Il "Calendimaggio", antica festa della primavera, si celebrava infatti a Firenze, "città del fiore", il primo giorno di maggio - calende di maggio - con festeggiamenti che si prolungavano praticamente per tutto il mese. La festa cominciava il 30 aprile con la sospensione di ogni attività mercantile e artigiana e l'inizio di sfilate e cortei per le vie cittadine fra l'allegria della folla che colmava le strade, le finestre e i balconi, ornati per l'occasione da festoni di alloro, arazzi e bandiere.
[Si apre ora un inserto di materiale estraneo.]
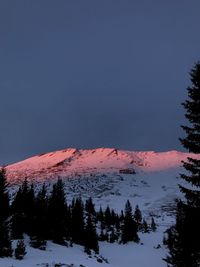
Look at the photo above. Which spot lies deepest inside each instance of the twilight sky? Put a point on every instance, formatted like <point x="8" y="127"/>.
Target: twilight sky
<point x="94" y="73"/>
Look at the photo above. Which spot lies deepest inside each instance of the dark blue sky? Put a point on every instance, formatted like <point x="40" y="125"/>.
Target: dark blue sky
<point x="94" y="73"/>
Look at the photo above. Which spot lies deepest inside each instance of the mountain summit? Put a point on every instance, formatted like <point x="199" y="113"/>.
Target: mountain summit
<point x="72" y="162"/>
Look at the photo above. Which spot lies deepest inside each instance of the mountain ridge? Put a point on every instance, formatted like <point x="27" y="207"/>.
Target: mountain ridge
<point x="73" y="162"/>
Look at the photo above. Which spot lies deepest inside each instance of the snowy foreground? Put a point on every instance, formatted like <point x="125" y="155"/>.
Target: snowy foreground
<point x="130" y="255"/>
<point x="96" y="173"/>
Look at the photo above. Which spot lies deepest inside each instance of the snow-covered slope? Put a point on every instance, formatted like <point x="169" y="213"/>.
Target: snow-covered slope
<point x="110" y="176"/>
<point x="72" y="162"/>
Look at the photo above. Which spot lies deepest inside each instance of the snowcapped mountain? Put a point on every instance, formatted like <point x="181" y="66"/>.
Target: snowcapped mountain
<point x="72" y="162"/>
<point x="110" y="176"/>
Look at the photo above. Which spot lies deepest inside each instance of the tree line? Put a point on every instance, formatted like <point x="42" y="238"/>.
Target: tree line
<point x="183" y="238"/>
<point x="47" y="216"/>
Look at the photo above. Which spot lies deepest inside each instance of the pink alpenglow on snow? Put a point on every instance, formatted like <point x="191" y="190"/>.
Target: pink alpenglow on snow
<point x="71" y="162"/>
Per lungo tempo la festa, di origine pagana, ebbe anche un’impronta religiosa tanto che era usanza inghirlandare tutti i tabernacoli e alla Compagnia del Ceppo si offrivano addirittura fiori benedetti.

A Calendimaggio l'Arte dei Calzolai onorava solennemente San Filippo suo protettore, allestendo un altare sul quale si celebravano messe all'aperto davanti alla statua del santo eretta in un'edicola all’esterno di Orsanmichele e tutto addobbavano con la propria bandiera, con fiori, con alloro e lumi, nonché con la consueta "fiorita", un tappeto per terra di foglie e fiori primaverili.

I lieti tradizionali conviti di Calendimaggio accoglievano intorno alle mense, di popolo e di signori, parenti, amici e vicini che vi intervenivano. Nel Calendimaggio del 1274, come ricorderà più tardi il Boccaccio, Dante, allora fanciullo di nove anni, incontrò per la prima volta Beatrice.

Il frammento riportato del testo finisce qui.